No mundo da arqueologia, há descobertas pequenas, grandes, fortuitas, preparadas, que vão desde tumbas, amuletos, grandes tesouros e outras que mudam as bases do conhecimento humano sobre algum tema, e esta é uma delas.
Uma equipa de investigadores identificou um estilo até agora desconhecido de arte rupestre na península de Kimberley, no noroeste da Austrália. Trata-se das Figuras Naturalistas Lineares (LNF), representações de animais em grande formato que não se enquadram em nenhuma das categorias tradicionais da arte pré-histórica australiana.
Descobrem pinturas rupestres que revelam uma etapa perdida da pré-história australiana
De acordo com o estudo dirigido por Ana Paula Motta, em colaboração com a Balanggarra Aboriginal Corporation, este estilo tem mais de 6000 anos e situa-se entre as famosas figuras Gwion (12 000-13 000 anos) e as Wanjina (≤5000 anos), preenchendo uma lacuna importante na cronologia da arte rupestre do continente.
Estas pinturas não só trazem uma nova fase ao registo visual dos povos aborígenes, como também sugerem um momento de profunda transformação ecológica e social.
Naquela época, o nível do mar estava a subir e obrigava comunidades inteiras a adaptar-se à perda de territórios habitáveis. As LNF parecem ser uma resposta simbólica a esse contexto de crise.
A descoberta foi possível graças a uma análise minuciosa de mais de 1.000 sítios rupestres documentados pelo projeto Kimberley Visions (2013-2022). Dentro dessa coleção, a equipa de Motta examinou 151 enclaves com estilos conhecidos como IIAP (Irregular Infill Animal Period), Gwion e Static Polychrome.
Ao comparar técnicas, formas e sequências de sobreposição, os arqueólogos identificaram 98 figuras que não se encaixavam em nenhum estilo anterior. Eram animais grandes, com contornos bem definidos e sem o preenchimento cromático característico do IIAP.
Além disso, em todos os casos, estas figuras foram pintadas sobre estilos mais antigos e depois cobertas por pinturas Wanjina, o que confirma a sua localização intermédia na sequência histórica.
A maioria destas obras encontra-se em paredes verticais, elevadas e visíveis, o que sugere que foram concebidas para serem vistas por toda a comunidade.
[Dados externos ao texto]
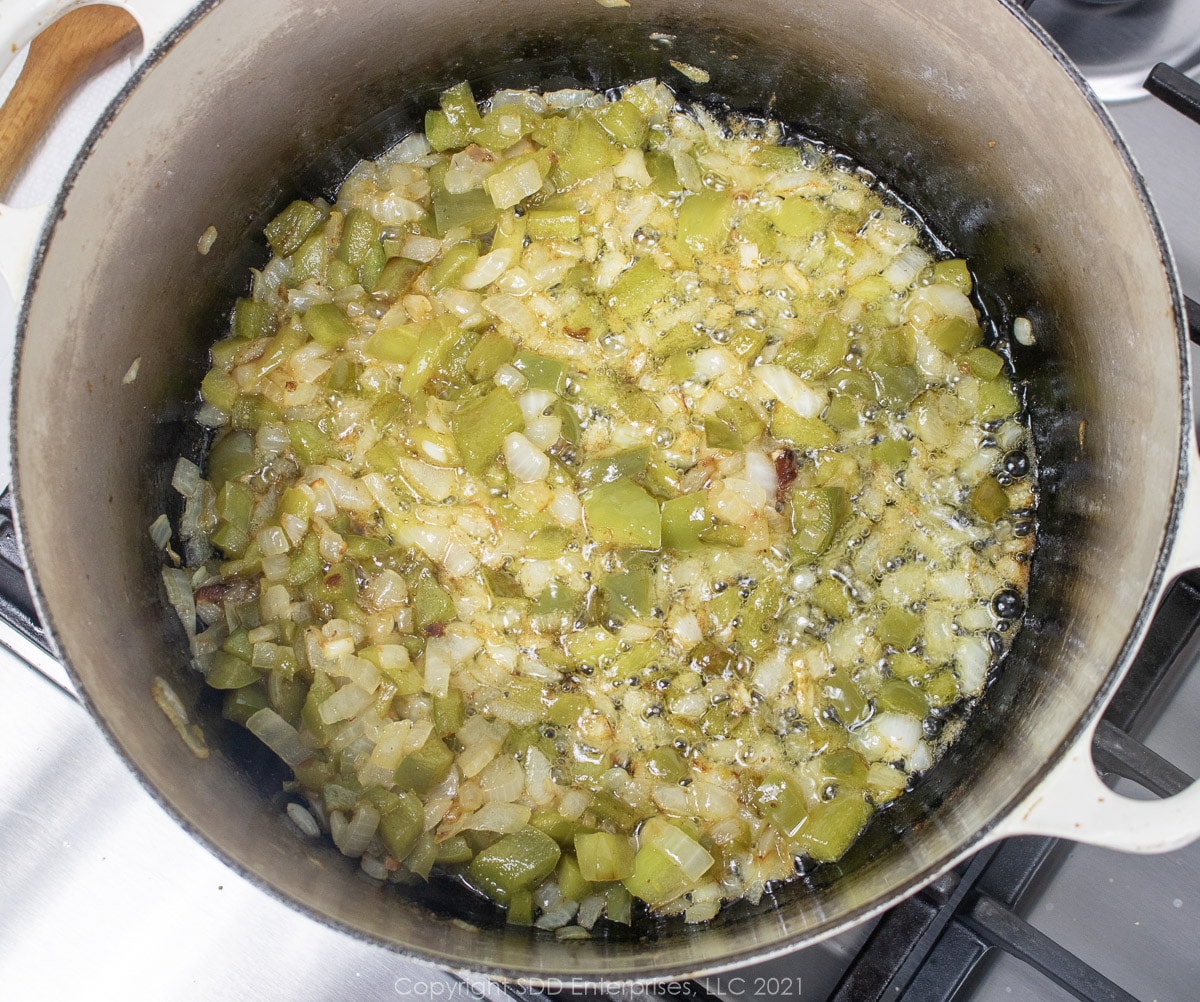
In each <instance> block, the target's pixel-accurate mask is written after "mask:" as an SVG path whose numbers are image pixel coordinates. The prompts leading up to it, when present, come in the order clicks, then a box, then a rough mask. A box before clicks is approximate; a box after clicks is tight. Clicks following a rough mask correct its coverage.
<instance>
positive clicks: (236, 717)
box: [221, 682, 268, 727]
Apenas entre 2% e 3% dos sítios estudados apresentam este tipo de figuras, o que confirma tanto a sua raridade como a sua coerência estilística.
Como eram estas pinturas rupestres?
As Figuras Naturalistas Lineares apresentam um estilo sóbrio, técnico e deliberado. Representam principalmente macrópodes (como cangurus), mas também morcegos, répteis, peixes e aves. Todas têm um contorno contínuo e firme, pintado em ocre vermelho escuro, e apresentam posturas estáticas, sem composições narrativas ou cenas humanas.
Nas palavras do estudo, estas figuras simplificam a anatomia ao essencial. Destacam-se pelas extremidades firmes, caudas retas e orelhas arredondadas. Alguns traços internos sugerem detalhes musculares, mas sem atingir o nível de detalhe do estilo IIAP.
Além disso, foram identificadas cinco formas corporais exclusivas do estilo (U, AJ, AN, AQ e AR), o que reforça a ideia de um código visual independente.
A ausência de figuras humanas não é casual. Segundo a equipa, estas pinturas podem refletir um regresso totémico ao reino animal. Num período de instabilidade ambiental, a arte voltou a centrar-se nas ligações entre pessoas e animais, representando estes últimos como antepassados ou aliados espirituais.
Em vez de decorações elaboradas, as LNF optam pela simplicidade da silhueta. Esta escolha parece responder a uma lógica cerimonial: silhuetas nítidas e «vivas», prontas para serem reativadas em rituais através de repinturas.